Furthermore, only 24 per cent of operators have a system deployed that can monitor subscriber data usage habits in real-time.

In June 2012, as part of the GSMA’s Data Roaming Transparency Initiative, 24 operator groups, including América Móvil, AT&T, Deutsche Telekom, France Telecom-Orange, Telefónica, Telenor and Vodafone voluntarily agreed to undertake a number of measures which will help mobile subscribers better understand their data roaming charges and more effectively manage their use of data services.

Each agreed that they would send text messages to remind customers of their data roaming tariffs when they arrive in another country and turn on their mobile device; implement a monthly data roaming spending limit to help consumers manage their roaming bill and send alerts when data usage approaches the limit; and temporarily suspend data service when usage exceeds the spending limit.

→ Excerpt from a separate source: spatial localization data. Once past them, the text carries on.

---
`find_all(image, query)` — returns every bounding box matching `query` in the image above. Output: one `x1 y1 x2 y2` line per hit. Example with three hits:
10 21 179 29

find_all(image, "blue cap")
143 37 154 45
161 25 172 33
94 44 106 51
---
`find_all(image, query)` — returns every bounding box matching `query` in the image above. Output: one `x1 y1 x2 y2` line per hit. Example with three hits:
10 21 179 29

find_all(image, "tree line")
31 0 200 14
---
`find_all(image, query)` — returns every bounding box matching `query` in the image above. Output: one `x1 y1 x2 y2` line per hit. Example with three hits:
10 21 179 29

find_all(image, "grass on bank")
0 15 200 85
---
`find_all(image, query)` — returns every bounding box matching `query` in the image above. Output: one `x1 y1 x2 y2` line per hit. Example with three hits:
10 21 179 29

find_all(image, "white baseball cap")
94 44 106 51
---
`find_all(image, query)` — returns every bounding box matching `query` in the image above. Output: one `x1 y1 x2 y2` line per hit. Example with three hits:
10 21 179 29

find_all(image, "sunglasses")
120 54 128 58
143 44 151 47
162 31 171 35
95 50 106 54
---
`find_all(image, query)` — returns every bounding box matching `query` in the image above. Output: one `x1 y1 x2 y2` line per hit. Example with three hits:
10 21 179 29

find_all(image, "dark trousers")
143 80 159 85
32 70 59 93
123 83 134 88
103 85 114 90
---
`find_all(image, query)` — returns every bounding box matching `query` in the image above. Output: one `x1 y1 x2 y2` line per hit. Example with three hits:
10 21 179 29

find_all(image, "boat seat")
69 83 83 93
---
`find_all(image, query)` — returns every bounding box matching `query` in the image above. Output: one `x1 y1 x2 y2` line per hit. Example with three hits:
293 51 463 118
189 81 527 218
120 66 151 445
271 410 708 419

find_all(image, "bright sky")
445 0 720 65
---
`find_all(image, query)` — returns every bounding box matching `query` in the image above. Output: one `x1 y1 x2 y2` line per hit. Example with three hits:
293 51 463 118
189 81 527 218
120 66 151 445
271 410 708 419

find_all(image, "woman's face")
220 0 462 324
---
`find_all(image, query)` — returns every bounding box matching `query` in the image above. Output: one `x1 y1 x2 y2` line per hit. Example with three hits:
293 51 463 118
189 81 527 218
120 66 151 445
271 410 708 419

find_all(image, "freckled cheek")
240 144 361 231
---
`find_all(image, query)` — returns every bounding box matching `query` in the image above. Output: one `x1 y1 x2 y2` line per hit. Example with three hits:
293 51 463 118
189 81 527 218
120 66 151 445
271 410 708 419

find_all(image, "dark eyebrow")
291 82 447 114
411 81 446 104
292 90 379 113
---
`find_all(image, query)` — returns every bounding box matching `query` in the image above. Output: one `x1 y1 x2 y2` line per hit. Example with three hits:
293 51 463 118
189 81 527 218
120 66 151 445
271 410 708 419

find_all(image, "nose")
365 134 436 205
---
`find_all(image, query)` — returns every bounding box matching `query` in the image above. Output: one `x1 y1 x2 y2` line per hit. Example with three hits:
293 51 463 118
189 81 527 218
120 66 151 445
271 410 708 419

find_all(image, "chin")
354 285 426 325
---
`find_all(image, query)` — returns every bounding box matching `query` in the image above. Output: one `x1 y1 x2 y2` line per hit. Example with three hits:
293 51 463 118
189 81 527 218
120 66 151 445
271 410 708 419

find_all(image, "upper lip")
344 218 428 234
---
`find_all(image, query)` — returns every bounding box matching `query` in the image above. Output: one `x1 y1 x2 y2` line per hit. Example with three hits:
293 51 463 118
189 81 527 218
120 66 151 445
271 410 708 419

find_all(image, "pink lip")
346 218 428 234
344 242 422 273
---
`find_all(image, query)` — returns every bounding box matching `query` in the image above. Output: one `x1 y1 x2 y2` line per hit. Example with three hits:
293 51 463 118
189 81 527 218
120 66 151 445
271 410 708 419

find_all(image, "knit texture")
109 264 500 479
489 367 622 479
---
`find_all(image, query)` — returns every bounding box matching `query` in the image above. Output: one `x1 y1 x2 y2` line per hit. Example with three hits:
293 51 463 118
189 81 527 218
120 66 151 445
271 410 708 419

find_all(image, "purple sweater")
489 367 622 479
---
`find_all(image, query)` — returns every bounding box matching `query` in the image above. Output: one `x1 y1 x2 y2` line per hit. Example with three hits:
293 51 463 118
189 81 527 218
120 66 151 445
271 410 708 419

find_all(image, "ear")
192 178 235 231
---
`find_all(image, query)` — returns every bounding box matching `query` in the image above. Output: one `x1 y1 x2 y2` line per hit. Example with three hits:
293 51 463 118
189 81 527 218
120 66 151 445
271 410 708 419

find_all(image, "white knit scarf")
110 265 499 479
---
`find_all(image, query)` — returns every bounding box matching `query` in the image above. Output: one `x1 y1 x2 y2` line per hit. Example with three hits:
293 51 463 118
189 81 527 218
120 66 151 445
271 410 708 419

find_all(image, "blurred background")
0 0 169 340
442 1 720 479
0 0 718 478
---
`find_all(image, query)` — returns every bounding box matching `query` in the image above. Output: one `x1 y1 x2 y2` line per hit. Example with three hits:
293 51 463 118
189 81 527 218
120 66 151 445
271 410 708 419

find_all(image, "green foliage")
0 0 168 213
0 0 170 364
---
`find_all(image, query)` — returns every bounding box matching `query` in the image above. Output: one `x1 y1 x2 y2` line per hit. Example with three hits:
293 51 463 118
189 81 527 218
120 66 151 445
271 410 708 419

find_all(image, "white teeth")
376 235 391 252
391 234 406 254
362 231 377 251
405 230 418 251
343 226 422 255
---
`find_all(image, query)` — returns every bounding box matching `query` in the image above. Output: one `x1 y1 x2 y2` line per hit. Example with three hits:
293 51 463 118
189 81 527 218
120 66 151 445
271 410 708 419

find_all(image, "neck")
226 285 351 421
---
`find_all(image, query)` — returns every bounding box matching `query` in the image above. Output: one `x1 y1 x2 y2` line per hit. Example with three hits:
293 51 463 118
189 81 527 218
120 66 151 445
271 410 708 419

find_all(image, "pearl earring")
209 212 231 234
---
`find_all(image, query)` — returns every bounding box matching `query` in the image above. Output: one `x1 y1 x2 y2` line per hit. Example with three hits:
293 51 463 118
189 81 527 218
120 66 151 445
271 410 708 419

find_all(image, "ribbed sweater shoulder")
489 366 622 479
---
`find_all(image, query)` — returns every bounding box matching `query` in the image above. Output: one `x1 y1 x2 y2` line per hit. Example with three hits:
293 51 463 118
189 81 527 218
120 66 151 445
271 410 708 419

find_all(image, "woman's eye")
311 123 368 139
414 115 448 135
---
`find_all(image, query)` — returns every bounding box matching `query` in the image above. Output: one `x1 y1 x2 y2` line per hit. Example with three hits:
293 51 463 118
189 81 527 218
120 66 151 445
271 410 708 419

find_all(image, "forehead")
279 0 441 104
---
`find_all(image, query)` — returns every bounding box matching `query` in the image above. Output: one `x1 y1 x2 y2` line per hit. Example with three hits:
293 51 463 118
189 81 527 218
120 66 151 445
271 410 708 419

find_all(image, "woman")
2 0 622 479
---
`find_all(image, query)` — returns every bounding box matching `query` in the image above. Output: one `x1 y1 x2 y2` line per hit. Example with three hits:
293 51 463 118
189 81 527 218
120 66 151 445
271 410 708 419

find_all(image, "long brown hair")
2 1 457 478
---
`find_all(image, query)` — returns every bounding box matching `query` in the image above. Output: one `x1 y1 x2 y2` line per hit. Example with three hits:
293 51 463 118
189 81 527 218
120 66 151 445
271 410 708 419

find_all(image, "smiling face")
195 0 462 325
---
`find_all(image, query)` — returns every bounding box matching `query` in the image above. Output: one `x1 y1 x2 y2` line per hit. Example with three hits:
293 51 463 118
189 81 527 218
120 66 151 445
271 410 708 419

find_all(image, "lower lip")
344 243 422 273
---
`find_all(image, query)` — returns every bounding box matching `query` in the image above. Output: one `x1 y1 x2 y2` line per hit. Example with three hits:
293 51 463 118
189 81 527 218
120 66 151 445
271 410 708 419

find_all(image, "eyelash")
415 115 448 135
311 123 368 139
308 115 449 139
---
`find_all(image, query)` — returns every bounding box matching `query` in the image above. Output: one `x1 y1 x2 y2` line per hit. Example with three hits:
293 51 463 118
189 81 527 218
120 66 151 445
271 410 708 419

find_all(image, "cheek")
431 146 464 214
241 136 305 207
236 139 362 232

However, not all have successfully implemented such protocols. In the UK, T-Mobile – part of Everything Everywhere – lost a court case earlier this month after attempting to charge one customer data roaming fees totalling over £500. The customer, Angela Walsh, a litigation partner at law firm Abrahams Dresden, identified applications which connected and transferred data in the background, and claimed that she did not know her smartphone was capable of using data without her explicitly giving it permission to.

In the UK, Ofcom has mandated key protections including the requirement that operators send consumers a welcome message containing details of charges for roaming services as soon as they turn their phone on abroad, and a financial limit, with near limit alerts, on data roaming of €50.

“Ofcom is currently working with operators to ensure they understand their responsibilities under the roaming regulations and that they comply with its requirements,” a spokesperson told

The spokesperson added that T-Mobile now advises customers that their internet services will not work on their handset unless the consumer buys a booster package to prevent them “running up a large bill for internet usage by mistake”.

Last month, Australia’s ACMA also released draft proposal to manage bill shock issues when mobile phone users are roaming overseas. The proposed standard would require operators to warn consumers they are roaming; and provide country specific information the costs of calls and data use when they switch on their mobile telephone overseas.